Panamanian journalists who criticise government policies and cover stories linked to corruption, especially international financial scandals, are frequently targeted for legal action.
Historically, the major Panamanian media have been owned by members of the country’s economic elite. Given its strategic position between North and South America, Panama is a major information centre for the region. The main newspapers – La Prensa, Panamá América, Crítica, Crítica Libre, La Crónica – and television networks TM and TVN, are concentrated in Panama City, the capital.

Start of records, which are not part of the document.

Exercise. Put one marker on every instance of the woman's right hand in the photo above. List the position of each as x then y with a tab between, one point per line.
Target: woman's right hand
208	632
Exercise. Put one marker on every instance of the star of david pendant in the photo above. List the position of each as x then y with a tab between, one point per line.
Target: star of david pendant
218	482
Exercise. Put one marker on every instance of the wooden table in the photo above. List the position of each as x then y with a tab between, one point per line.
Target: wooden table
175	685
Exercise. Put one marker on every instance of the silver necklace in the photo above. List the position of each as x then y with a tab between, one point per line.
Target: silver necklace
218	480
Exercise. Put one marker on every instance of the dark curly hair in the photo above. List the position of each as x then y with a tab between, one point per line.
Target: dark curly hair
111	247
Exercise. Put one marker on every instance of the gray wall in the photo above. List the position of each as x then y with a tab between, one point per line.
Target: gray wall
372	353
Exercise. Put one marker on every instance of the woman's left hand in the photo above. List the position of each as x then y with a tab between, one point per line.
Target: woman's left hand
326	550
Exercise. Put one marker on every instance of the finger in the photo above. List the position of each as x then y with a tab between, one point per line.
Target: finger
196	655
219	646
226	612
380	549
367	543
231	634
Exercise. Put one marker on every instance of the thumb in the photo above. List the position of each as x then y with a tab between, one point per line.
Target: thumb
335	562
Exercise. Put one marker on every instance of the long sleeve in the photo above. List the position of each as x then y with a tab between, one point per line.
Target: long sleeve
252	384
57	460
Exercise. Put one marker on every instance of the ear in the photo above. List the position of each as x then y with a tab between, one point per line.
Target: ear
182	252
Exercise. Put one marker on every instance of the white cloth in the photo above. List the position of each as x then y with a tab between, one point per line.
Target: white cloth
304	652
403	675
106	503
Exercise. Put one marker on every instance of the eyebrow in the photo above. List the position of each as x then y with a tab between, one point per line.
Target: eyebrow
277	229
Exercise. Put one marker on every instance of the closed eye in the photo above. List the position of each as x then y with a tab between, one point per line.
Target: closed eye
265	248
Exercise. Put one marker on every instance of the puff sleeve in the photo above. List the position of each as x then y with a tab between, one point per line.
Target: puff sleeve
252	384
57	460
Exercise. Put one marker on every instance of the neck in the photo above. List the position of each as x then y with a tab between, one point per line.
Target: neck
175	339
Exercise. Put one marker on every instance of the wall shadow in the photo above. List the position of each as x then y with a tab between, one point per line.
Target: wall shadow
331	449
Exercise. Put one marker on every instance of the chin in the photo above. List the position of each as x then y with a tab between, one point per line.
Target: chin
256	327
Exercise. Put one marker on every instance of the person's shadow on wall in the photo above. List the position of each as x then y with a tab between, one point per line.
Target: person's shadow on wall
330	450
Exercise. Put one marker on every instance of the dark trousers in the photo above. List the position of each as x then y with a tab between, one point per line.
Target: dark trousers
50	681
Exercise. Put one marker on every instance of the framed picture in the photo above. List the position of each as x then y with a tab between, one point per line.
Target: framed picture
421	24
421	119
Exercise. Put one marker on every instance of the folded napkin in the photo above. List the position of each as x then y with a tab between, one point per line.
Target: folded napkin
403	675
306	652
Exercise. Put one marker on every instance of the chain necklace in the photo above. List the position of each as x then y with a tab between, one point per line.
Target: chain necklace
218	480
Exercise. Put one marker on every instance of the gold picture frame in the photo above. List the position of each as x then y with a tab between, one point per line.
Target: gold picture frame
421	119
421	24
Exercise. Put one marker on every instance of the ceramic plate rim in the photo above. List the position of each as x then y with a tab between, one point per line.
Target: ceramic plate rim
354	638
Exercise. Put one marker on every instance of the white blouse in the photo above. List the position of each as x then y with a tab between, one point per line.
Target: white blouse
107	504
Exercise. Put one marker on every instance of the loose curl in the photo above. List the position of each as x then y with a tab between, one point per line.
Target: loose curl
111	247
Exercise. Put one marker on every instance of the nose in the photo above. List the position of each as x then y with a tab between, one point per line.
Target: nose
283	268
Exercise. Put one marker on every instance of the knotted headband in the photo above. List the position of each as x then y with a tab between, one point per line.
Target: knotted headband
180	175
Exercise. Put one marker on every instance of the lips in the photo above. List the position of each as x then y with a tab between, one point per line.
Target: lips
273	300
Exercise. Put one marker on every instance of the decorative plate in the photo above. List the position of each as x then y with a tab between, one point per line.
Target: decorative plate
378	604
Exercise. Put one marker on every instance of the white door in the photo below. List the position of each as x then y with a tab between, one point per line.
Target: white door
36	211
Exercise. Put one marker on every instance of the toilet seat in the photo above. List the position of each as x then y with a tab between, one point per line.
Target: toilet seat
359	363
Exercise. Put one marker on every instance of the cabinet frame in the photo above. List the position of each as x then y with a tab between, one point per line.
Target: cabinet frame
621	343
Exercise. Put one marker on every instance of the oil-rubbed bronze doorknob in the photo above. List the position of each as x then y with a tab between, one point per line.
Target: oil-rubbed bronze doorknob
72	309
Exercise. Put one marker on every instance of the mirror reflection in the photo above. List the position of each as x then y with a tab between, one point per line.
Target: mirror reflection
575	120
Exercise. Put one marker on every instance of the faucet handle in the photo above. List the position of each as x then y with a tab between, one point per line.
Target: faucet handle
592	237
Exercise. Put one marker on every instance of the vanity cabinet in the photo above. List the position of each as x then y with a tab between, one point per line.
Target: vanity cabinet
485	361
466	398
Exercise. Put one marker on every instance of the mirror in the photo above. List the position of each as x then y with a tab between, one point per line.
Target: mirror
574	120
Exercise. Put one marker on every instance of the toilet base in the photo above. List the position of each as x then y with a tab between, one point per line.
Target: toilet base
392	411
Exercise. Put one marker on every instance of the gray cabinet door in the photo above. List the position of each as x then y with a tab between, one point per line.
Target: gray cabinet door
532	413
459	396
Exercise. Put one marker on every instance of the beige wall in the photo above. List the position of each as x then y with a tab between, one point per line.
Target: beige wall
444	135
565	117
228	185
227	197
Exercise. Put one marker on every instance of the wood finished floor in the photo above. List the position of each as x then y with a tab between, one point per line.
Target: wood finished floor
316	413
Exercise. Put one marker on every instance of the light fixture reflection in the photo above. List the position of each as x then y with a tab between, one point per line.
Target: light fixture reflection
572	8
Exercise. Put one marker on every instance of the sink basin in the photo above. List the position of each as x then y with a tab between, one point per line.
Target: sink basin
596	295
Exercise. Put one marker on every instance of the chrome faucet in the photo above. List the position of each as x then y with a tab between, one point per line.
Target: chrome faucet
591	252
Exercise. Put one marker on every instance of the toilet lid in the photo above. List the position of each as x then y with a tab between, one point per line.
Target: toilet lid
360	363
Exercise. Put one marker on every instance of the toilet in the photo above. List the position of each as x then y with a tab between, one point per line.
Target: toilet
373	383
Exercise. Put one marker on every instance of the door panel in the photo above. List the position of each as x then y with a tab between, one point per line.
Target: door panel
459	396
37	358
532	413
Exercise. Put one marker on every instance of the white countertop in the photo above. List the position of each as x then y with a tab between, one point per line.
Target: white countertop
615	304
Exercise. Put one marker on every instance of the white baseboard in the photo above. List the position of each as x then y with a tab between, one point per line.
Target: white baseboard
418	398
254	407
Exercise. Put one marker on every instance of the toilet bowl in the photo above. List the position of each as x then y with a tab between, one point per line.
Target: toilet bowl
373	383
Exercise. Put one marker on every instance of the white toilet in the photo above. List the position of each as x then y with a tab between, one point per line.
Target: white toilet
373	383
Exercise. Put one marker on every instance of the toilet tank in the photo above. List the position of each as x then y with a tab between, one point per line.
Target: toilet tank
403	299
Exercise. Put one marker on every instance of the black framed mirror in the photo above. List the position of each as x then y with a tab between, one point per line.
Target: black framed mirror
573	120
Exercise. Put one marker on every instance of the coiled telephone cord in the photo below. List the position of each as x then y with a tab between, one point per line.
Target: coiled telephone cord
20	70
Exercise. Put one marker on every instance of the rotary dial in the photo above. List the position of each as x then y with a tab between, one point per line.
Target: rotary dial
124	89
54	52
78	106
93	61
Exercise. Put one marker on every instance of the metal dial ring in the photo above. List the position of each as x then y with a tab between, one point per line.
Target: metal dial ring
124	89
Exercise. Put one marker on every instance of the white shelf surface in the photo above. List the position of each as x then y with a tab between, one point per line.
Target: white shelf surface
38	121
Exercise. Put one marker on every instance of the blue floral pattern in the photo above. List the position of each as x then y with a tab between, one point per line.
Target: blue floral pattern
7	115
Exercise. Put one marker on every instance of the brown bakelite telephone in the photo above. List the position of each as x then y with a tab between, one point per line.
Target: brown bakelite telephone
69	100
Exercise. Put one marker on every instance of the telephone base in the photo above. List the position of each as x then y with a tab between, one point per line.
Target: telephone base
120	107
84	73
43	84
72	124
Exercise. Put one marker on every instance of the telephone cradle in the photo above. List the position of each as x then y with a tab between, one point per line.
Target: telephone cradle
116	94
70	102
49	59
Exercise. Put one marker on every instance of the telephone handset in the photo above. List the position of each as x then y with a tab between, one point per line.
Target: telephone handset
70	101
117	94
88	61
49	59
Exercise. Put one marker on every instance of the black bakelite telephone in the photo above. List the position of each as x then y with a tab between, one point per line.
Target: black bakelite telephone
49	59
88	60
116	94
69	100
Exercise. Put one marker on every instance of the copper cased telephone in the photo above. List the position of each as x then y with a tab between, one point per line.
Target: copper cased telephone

President Laurentino Cortizo Cohen of the left-wing Revolutionary Democratic Party (PRD) was inaugurated in 2019, after beating a right-of-centre candidate. Cortizo Cohen succeeded Juan Carlos Varela of the rightist Panameñista Party, and was elected on a platform of fighting poverty, reducing inequality, and overhauling the social protection system.
Panamanian laws offer little protection to journalists. Journalists are often hit with defamation cases, leading most often to financial sanctions that represent a serious hindrance to press freedom.
The Panamanian economy is small, open, diversified, based on the dollar and highly competitive by regional standards. Access to information rests under strong government control, notably by way of official advertising contracts.
Panamanian journalists work in a relatively safe and protected environment. Physical attacks on reporters are very rare. The main threat comes from the legal system.